The steering committee offers several recommendations for career centers to take when developing or managing a mentorship program, including:

  • Getting buy-in from leadership—“You will need that support to truly build a meaningful and well- thought-out program. We were very lucky that our senior leadership team supported this program from the moment it was pitched, through the building out of the team, and now, after seeing the successful results of the pilot, making it part of Wasserman’s onboarding model for all new hires.”
  • Building excitement around the program—“Do so by emphasizing the ‘equity’ aspect of it. Our main goal was always to equalize the onboarding experience of new hires and to build a sense of belonging from the moment new staff started to work in our office. This is crucial for offices or teams that are truly committed to diversity, belonging, and inclusion as part of their mission.
  • Consistently checking in with participants—“Maintain ties through emails, surveys, and video calls. This has been extremely helpful in the management of a staff mentorship program.
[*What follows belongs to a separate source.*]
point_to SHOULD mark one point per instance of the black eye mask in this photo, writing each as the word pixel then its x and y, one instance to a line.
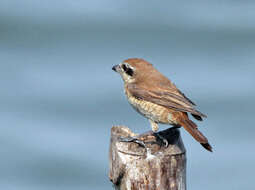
pixel 127 70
Through this, we were able to gain immediate feedback from both mentors and mentees and promptly respond to their needs or concerns.”
  • Setting expectations early—“We made it very clear to participants from the start that this program would be mentee-led. We put the responsibility on mentees to coordinate meetings, define goals, and set expectations for their relationships with their mentors. This helped empower them to think seriously about their goals and what they genuinely wanted to gain from this program. Mentees learned how to shape their own individual experience and make this program what they wanted it to be, which is an incredible lesson for any new staff member to learn.”

“In a truly unprecedented year that prevented many from connecting in a genuine way, this mentorship program provided professionalsboth new and seasonedan opportunity to re-explore and re-examine their work spaces through the experience of their Wasser-Buddy,” Garcia adds.

“In a time when many felt isolated or overburdened by home responsibilities, each member had an opportunity to directly connect with someone in a very low-risk way, such as a 15-minute coffee chat, a group catch up, or other, that allowed them to bring their full selves to work. Rarely do we make the connection between productivity and building a sense of belonging on purpose. This program did exactly that.”